Up until I moved out (aged 30!) I would always find myself in the centre of my parents bed having long chats about this and that. When my dad was still around it would start with a cuddle with him and then I would hop in the middle and make sure I disturbed any ‘moment’ my parents might have been having. After dad had gone I would sit on his side with mum on her side, coffee’s in hand and we would try our best to continue the chats we always had. Funny thing was even though we sat next to each other we would find ourselves talking to one another via the big mirror in her bedroom. My sister would then stroll in after lying in for 3 hours and it made me yearn to have this with my daughter in the future…whenever it may be.

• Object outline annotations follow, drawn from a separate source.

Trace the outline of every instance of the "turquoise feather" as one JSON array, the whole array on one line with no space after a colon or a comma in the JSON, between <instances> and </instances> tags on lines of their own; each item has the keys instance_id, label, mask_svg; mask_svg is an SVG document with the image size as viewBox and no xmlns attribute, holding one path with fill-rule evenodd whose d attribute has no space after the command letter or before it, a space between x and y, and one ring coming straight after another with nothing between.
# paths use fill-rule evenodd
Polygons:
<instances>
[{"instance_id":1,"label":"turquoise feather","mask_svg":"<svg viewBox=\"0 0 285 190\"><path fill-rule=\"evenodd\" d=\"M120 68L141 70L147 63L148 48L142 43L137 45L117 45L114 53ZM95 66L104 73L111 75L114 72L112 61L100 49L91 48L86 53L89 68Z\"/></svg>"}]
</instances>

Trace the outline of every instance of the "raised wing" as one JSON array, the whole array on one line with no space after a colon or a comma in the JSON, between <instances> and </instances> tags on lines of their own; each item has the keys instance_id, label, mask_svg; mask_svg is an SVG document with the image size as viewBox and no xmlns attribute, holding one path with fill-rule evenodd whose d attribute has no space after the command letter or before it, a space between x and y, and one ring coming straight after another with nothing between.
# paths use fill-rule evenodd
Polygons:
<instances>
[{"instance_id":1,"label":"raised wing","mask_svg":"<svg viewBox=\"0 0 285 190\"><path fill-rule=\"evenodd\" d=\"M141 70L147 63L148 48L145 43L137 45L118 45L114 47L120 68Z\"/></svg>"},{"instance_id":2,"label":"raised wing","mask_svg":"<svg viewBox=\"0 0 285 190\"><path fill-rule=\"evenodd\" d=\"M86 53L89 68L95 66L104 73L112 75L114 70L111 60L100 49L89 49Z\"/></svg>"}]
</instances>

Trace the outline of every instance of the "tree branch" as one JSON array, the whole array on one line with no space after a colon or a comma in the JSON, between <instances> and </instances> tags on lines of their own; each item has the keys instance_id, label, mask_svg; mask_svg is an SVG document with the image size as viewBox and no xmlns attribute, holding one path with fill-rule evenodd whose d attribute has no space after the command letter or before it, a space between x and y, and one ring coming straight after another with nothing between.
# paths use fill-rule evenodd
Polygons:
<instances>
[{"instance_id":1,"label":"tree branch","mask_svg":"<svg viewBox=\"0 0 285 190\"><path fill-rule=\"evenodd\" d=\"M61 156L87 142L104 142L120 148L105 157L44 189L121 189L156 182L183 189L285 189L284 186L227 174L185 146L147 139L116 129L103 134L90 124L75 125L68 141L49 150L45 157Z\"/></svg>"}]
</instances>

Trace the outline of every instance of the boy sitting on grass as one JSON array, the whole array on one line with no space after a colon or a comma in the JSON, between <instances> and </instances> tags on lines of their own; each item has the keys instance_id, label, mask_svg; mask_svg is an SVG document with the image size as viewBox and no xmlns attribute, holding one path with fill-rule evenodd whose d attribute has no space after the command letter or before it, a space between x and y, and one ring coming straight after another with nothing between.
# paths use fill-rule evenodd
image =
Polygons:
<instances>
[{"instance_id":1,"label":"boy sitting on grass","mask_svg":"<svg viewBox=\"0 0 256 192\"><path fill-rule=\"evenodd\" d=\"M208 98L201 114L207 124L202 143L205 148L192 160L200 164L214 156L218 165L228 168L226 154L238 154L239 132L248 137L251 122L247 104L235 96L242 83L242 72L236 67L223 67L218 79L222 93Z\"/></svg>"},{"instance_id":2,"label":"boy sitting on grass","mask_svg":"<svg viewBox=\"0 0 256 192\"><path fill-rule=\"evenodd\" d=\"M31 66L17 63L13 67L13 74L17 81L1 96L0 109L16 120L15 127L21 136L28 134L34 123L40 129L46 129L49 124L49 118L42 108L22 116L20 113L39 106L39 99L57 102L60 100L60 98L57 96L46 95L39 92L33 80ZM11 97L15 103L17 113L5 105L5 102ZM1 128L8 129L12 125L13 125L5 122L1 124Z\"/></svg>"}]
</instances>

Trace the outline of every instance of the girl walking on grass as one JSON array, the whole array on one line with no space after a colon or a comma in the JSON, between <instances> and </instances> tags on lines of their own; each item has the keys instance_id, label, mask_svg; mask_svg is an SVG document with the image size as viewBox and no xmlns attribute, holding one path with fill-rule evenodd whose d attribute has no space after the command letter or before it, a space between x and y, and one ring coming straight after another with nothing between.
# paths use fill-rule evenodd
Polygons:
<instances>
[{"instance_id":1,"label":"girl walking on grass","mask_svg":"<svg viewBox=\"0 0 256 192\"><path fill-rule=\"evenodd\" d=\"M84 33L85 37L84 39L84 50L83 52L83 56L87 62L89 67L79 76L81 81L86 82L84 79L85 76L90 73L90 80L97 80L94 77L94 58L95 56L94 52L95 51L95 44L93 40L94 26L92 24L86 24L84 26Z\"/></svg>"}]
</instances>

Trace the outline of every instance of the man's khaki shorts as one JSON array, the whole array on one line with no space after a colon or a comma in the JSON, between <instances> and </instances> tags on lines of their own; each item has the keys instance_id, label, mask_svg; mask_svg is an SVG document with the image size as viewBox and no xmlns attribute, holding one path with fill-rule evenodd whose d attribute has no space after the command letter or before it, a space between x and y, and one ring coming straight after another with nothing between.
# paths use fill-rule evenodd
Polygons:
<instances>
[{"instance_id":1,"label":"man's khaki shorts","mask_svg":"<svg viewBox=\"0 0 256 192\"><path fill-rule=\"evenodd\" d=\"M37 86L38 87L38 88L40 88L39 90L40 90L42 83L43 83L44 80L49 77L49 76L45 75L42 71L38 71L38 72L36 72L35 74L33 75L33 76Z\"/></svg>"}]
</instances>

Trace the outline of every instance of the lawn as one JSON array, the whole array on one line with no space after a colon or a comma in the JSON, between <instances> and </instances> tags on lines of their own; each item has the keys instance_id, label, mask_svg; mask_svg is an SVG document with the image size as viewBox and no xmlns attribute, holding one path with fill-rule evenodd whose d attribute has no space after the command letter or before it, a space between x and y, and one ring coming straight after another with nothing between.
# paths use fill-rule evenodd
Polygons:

I have been told on numerous occasions that AlizĂ© is my karma for being so mischievous when I was younger. She has developed this little character that makes you just sit back and watch her in awe, some may replace the word awe with the word shock or horror! However, I am in awe of her. Yes I may have been a little (or extremely) naughty in my younger years, causing my parents to visit the head teachers room several times, and yes my daughter will most definitely have me walking down the same corridor of shame at some point in my life. For now however, she is a character that captures everyones heart when she walks in the room. She enters all destinations waving like the Queen, if you’re lucky she will sing and dance for you and if you’re doubly lucky she might flick her hair like Beyonce and cut her eye at you with some serious attitude. Either way she makes you smile in pure amazement at how old she is for her years.

From the moment I could speak I was a performer, entertaining all that was around me whether it be family or strangers. Years of drama schools and dance schools later I found myself as a working actress in my 20’s, but things change as some may say and I have yet to fulfil a dream that is hidden deep within me. Maybe one day I might just capture it, or perhaps I have my dream and it is going to shine within the mini me. When I look at my little girl I do not see karma, I see a character that I once was, a dream that I once had, living within her. I have enough in my life to keep me going and I will one day sit in an audience and watch my little karma live the dream that she will deserve.

I may not know much but I can bet my bottom dollar on it!